1 min read

**Budget AI Powerhouse: GPT-OSS 120B Runs at 20t/s on $500 Mini PC, Qwen3-VL-30B Smashes Speed Records**

Local and Specialized AI Models

GPT-OSS 120B Running at 20t/s with an AMD M780 iGPU Mini PC: In a cost-effective setup, an AMD M780 iGPU mini PC with 96GB DDR5 RAM was used to run GPT-OSS 120B at impressive speeds. The author provided details on hardware configuration and software optimizations, demonstrating the feasibility of running advanced AI models on affordable hardware.

Qwen3-VL-30B-A3B with vLLM: The Qwen3-VL-30B-A3B model, using vLLM, achieved high token throughput on an H100 PCIe GPU. The author discussed the setup and performance metrics, showcowing the efficiency and speed of the model in processing images and text.

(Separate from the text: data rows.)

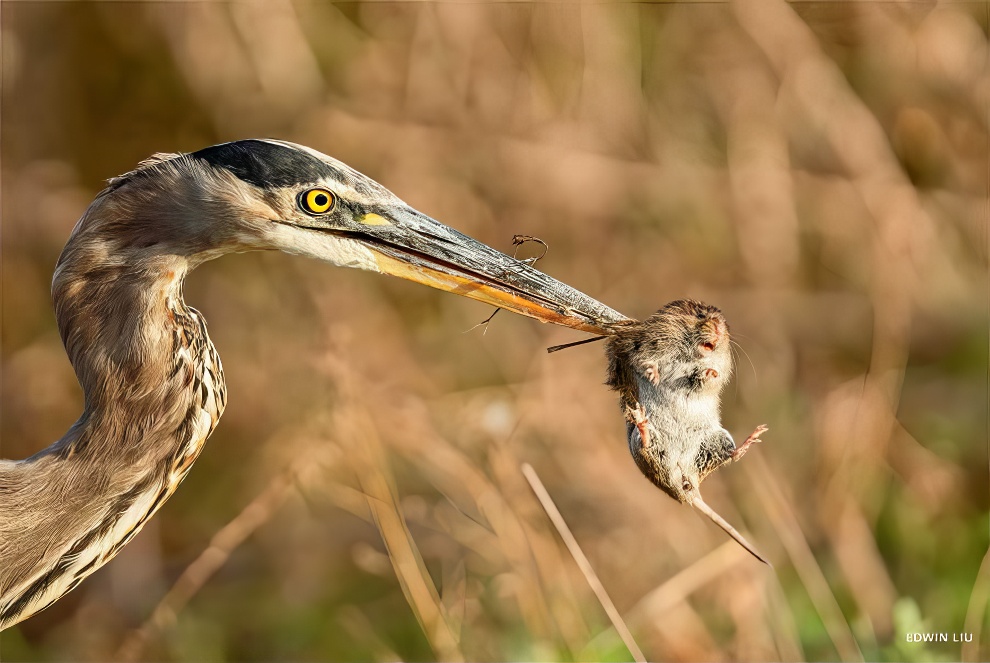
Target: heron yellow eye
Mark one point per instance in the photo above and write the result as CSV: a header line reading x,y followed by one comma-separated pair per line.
x,y
316,201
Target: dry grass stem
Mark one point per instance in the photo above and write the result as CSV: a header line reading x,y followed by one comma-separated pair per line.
x,y
582,561
676,590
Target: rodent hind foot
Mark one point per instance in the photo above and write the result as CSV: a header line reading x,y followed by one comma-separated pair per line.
x,y
753,438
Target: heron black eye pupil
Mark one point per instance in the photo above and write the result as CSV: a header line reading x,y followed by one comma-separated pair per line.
x,y
316,201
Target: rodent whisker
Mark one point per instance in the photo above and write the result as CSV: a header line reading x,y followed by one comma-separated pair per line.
x,y
740,348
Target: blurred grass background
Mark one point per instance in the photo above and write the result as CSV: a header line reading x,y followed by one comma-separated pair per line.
x,y
817,170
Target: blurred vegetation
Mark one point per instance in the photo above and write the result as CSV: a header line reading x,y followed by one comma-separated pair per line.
x,y
817,170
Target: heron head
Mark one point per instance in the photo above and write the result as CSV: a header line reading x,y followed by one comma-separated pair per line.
x,y
268,194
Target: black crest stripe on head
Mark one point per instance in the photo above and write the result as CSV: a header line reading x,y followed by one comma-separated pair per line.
x,y
265,164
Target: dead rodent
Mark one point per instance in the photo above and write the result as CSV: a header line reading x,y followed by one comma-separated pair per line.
x,y
670,370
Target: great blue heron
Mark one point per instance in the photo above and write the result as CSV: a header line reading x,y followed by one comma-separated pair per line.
x,y
153,384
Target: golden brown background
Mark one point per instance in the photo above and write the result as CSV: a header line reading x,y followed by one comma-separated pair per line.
x,y
817,170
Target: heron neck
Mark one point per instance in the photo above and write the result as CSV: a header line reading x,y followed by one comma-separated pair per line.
x,y
118,310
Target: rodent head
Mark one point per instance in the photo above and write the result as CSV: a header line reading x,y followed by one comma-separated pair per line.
x,y
685,340
691,332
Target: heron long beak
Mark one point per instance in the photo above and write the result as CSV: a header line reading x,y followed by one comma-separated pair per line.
x,y
700,505
413,246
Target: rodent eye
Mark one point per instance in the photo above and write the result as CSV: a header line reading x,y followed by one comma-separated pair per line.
x,y
316,201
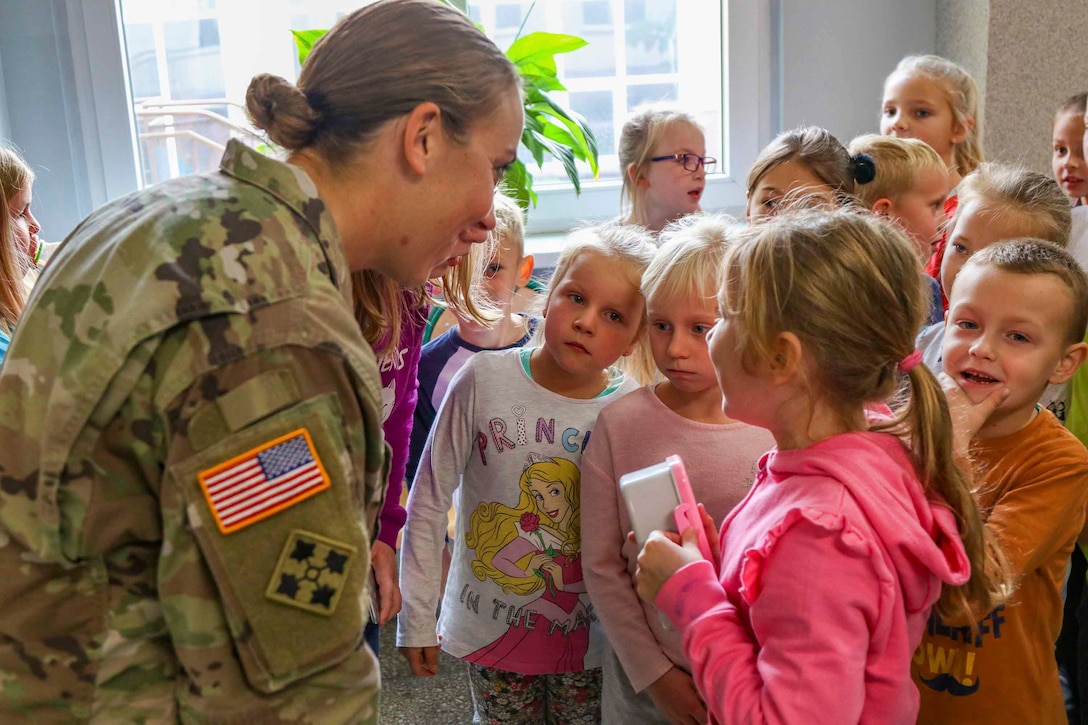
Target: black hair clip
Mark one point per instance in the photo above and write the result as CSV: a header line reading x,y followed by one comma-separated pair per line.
x,y
865,169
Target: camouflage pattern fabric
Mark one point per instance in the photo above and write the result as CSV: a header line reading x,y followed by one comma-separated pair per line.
x,y
199,324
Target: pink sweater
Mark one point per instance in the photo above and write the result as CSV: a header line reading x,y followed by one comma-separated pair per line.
x,y
829,569
721,464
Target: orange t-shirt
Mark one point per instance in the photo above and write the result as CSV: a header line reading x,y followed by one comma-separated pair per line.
x,y
1033,495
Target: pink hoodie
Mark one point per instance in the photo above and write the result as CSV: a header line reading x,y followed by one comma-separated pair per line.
x,y
829,568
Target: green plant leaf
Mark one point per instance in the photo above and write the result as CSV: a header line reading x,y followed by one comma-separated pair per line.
x,y
563,154
583,143
304,41
541,48
518,185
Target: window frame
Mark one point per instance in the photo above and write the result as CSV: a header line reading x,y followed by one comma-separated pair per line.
x,y
104,100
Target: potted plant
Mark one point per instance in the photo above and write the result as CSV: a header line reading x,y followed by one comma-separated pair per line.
x,y
551,127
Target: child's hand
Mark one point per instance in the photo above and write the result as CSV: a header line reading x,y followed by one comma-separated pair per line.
x,y
664,554
967,417
383,560
422,660
676,696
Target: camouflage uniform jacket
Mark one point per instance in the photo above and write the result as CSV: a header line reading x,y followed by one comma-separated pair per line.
x,y
190,459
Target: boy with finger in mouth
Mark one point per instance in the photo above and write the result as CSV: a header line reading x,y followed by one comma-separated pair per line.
x,y
1017,315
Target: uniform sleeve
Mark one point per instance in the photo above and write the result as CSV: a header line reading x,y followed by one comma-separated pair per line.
x,y
440,472
813,600
607,578
273,467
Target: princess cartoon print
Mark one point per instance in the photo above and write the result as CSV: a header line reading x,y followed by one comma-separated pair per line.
x,y
535,549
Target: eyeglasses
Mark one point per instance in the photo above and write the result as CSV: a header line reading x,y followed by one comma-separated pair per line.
x,y
690,161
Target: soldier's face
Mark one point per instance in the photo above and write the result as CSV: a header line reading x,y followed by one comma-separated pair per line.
x,y
459,205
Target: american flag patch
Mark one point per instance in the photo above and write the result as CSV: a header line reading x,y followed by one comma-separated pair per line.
x,y
262,481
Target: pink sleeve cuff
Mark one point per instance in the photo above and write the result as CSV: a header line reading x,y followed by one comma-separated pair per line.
x,y
693,590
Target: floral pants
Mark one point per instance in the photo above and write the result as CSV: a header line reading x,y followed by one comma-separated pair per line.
x,y
506,698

GPT-1 Thinking 2.6m: A modified GPT-1 model, enhanced with differential and sparse attention mechanisms, was fine-tuned for improved performance. The author shared benchmarks and performance metrics, demonstrating the model’s capabilities and improvements over the original GPT-1.

Research and Academic Applications

Gemini Deepthink and GPT-5-Pro in Combinatorics: Advanced AI models, specifically Gemini deepthink and GPT-5-pro, were used to solve niche problems in combinatorics. The author built an open-source archive for AI-assisted research, providing links to the archive and related papers.

AI Planning and Agentic Architecture

Brain-Inspired Agentic Architecture: A research paper from Nature discusses a brain-inspired agentic architecture aimed at improving planning with large language models (LLMs). This architecture mimics the human brain’s structure, suggesting advancements in AI’s ability to plan and make decisions more effectively.

Local Models and Accuracy

Closed Frontier vs Local Models: The post discusses the performance gap between closed frontier AI models and local consumer models, highlighting a graph that shows the accuracy progression of various AI models over time. This comparison is crucial for understanding the advancements and accessibility of AI technologies.